Если бы не море, не пароход, не развевающийся на ветру платочек, можно было бы подумать, что она стоит на вокзальном перроне. Вот только поезд все никак не подойдет или никак не остановится. Или она в него никак не сядет.
Так и стояла, устремив застывший взор повыше пароходных труб.
«Подняться легким дымом, — подумала она, — парить среди птиц. — Она раскинула руки. — Самой стать птицей».
Тут она вспомнила, что плывет по морю: «Пойти ко дну, тонуть среди рыб». Она опустила руки: «Самой стать рыбой».
Еще немного — и она бы, по своему обыкновению, отвлеклась на мелочи. Пожалуй, начала бы выбирать, какой именно птицей и рыбой станет.
Но спохватилась и решила хоть раз в жизни сосредоточиться на главном.
«Хоть бы потонуть», — снова мысленно произнесла она.
Все в тот же день и в тот же час на самом кончике носа все того же парохода третья женщина шептала, сама не зная кому:
«Забери меня!»
Она впервые прошептала это еще задолго до того, как очутиться здесь, на бороздящем море пароходе.
И верила, что мольба ее будет услышана.
Но шли за днями дни…
Шли мимо и глумливо усмехались. Она спокойно, безмятежно смотрела, как они идут, и продолжала твердить свое.
Каждое утро, каждый день, каждый новый рассвет она встречала той же просьбой: «Забери меня!»
На ней было желтое, канареечно-желтое платье.
Она перегнулась через борт и, глядя прямо вниз, вообразила, как опускается под воду пароход.
Длинные каштановые волосы — очень длинные, но не очень каштановые, вернее сказать, длинные русые волосы, перехваченные ярко-желтой лентой, свисали прямо над водой.
Вдруг, резко распрямившись, она откинула волосы назад.

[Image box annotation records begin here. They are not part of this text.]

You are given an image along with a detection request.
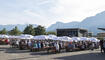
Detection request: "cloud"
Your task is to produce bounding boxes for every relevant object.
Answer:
[50,0,105,22]
[0,0,105,26]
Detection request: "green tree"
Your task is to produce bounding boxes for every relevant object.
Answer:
[34,25,46,35]
[46,31,57,35]
[0,28,7,34]
[9,26,21,35]
[23,25,35,35]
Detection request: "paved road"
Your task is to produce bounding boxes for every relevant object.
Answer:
[0,45,105,60]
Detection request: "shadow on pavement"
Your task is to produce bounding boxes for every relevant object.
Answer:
[54,53,105,60]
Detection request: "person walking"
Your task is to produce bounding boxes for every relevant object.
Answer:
[100,40,103,53]
[103,41,105,53]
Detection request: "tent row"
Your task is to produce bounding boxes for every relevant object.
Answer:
[0,34,100,42]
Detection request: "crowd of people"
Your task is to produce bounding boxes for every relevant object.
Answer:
[0,35,105,53]
[100,40,105,53]
[10,40,99,52]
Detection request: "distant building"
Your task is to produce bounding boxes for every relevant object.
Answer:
[57,28,88,37]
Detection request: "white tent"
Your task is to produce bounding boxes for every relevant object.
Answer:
[19,34,33,39]
[80,37,89,41]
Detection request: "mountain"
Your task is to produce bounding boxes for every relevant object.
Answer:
[47,11,105,34]
[46,22,79,31]
[0,24,37,31]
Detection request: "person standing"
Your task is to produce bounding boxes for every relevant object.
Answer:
[100,40,103,53]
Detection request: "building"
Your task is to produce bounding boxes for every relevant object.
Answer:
[57,28,88,37]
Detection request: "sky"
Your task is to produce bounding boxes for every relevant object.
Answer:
[0,0,105,27]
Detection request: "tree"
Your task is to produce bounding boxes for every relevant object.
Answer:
[0,28,7,34]
[46,31,57,35]
[34,25,46,35]
[9,26,21,35]
[23,25,35,35]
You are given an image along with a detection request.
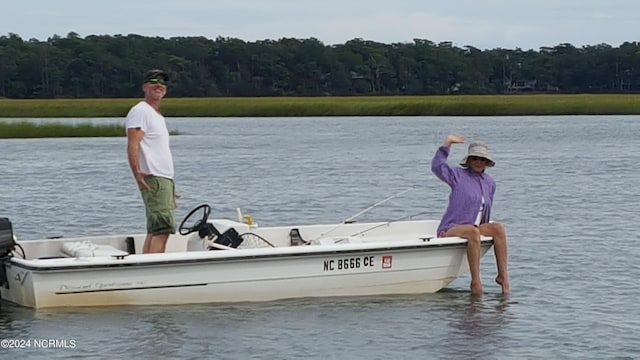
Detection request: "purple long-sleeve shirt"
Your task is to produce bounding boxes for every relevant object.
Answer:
[431,146,496,234]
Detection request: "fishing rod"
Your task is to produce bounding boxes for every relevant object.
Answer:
[349,211,429,236]
[315,188,413,240]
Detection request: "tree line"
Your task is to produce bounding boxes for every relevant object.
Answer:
[0,33,640,99]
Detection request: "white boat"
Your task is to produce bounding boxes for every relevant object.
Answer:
[0,205,493,309]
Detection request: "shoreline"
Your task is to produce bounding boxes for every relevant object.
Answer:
[0,94,640,118]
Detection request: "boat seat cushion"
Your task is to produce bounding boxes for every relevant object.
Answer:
[62,241,129,257]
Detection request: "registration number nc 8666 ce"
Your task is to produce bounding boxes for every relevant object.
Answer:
[324,256,376,271]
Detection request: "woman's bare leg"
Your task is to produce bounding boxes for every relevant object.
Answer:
[479,223,511,295]
[447,225,484,295]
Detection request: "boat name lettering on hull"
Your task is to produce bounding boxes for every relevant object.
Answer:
[324,256,376,271]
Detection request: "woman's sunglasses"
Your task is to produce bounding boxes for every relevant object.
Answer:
[146,78,167,85]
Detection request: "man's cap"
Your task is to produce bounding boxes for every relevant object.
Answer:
[143,69,169,82]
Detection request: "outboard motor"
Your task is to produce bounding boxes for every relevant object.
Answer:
[0,218,16,286]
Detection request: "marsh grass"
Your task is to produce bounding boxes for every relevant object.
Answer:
[0,94,640,118]
[0,121,130,139]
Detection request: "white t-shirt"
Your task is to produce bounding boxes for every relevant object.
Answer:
[126,101,173,179]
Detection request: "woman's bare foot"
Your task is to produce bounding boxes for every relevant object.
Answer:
[496,275,511,295]
[470,281,484,295]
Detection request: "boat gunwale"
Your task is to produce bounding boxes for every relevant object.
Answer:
[7,237,493,272]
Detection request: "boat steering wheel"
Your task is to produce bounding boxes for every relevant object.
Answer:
[178,204,211,235]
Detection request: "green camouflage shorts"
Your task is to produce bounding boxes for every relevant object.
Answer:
[140,175,176,235]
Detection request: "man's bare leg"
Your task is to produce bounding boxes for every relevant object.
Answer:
[447,225,484,295]
[480,223,511,295]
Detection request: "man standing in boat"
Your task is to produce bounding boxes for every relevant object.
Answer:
[431,135,510,295]
[126,69,177,253]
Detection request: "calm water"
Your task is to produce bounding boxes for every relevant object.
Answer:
[0,117,640,359]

«Не так», — подумала она вслух.
«С ума сошла», — прибавила она.
Потом сложила руки рупором и крикнула опять-таки сама не зная кому:
«Пошеееееееееееел тыыыыыыыыы нааааааааа фиг!»
И вновь застыла, вслушиваясь в пустоту, которую оставил в ней этот крик.
Книжник
Далеко-далеко, за тридевять земель от ваших краев лежит страна, в той стране есть город, а в городе множество книжных лавок. В одной из них ее хозяин Книжник услыхал бренчанье над входной дверью — пудупудупуду — и открыл глаза.
Он на скорую руку прибрался на столике и стал ждать.
Столик Книжника скрывался за двумя составленными углом стеллажами. Посетители книжной лавки, полагал он, желают первым делом видеть книги.
А вовсе не книгопродавца.
Книжник любил представлять себе, как посетитель попадает прямо в книжный океан, или, если угодно, в необъятное книжное море, и странствует по нему в одиночку, без посторонних глаз.
Ему хотелось, чтобы книги существовали сами по себе, без него.
А он, Книжник, сам по себе пусть бы и вовсе не существовал.
Пожалуй, Книжник был немного мрачноват, но он к себе приноровился.
Легко ли сохранять бодрость духа, когда тебя со всех сторон окружает столько книг, столько разных историй, мыслей, жизней. В минуты уныния ему случалось позавидовать торговцам автомобилями.
Но не всерьез.
На самом деле он завидовал даже не авторам книг, которые читал, а их героям.
Книга же, где герой торговал бы автомобилями, ему что-то не попадалась.
Чтоб торговал действительно, а не загонял разок по случаю.
А уж Бог знает, сколько книг он прочитал.
Впрочем, Бог знал, что книг, где герои держали бы книжные лавки, он тоже прочел не так много.